**
Difference between creating a foreign key for consistency and for joins
**
I am fine to use Foreignkey and Queryset API with Django.
I just want to understand little bit more deeply how it works behind the scenes.
In Django manual, it says
a database index is automatically created on the ForeignKey. You can
disable this by setting db_index to False. You may want to avoid the
overhead of an index if you are creating a foreign key for consistency
rather than joins, or if you will be creating an alternative index
like a partial of multiple column index.
creating for a foreign key for consistency rather than joins
this part is confusing me.
I expected that you use Join keyword if you do query with Foreign key like below.
SELECT
*
FROM
vehicles
INNER JOIN users ON vehicles.car_owner = users.user_id
For example,
class Place(models.Model):
name = models.Charfield(max_length=50)
address = models.Charfield(max_length=50)

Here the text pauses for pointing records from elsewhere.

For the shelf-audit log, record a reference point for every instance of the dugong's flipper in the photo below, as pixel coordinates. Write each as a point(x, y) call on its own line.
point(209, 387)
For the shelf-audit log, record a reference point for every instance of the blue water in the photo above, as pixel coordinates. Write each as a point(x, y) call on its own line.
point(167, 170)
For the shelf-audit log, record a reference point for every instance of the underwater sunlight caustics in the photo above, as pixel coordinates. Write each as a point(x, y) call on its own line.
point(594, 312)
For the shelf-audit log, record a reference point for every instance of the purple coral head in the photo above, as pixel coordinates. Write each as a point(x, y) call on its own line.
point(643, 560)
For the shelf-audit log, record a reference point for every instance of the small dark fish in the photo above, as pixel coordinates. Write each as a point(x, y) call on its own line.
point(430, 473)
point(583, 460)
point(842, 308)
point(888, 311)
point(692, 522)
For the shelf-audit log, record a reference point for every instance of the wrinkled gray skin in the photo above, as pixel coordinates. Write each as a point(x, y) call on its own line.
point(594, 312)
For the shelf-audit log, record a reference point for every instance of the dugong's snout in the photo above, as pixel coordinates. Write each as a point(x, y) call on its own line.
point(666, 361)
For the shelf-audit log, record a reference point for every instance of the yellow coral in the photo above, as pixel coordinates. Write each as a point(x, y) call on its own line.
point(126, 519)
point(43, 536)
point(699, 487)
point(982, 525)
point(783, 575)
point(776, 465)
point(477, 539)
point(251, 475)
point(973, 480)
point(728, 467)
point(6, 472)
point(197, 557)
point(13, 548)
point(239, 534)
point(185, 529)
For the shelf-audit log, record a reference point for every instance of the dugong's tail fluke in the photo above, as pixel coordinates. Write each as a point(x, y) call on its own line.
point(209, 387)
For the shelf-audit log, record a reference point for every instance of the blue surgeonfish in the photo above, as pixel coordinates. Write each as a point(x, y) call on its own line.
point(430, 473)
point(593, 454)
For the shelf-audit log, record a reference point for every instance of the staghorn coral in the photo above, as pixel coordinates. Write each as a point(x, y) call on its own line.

class Comment(models.Model):
place = models.ForeignKeyField(Place)
content = models.Charfield(max_length=50)
if you use queryset like Comment.objects.filter(place=1), i expected using Join Keyword in low level SQL command.
but, when I checked it by printing out queryset.query in console, it showed like below.
(I simplified with Model just to explains. below, it shows all attributes in my model. you can ignore attributes)
SELECT
"bfm_comment"."id", "bfm_comment"."content", "bfm_comment"."user_id", "bfm_comment"."place_id", "bfm_comment"."created_at"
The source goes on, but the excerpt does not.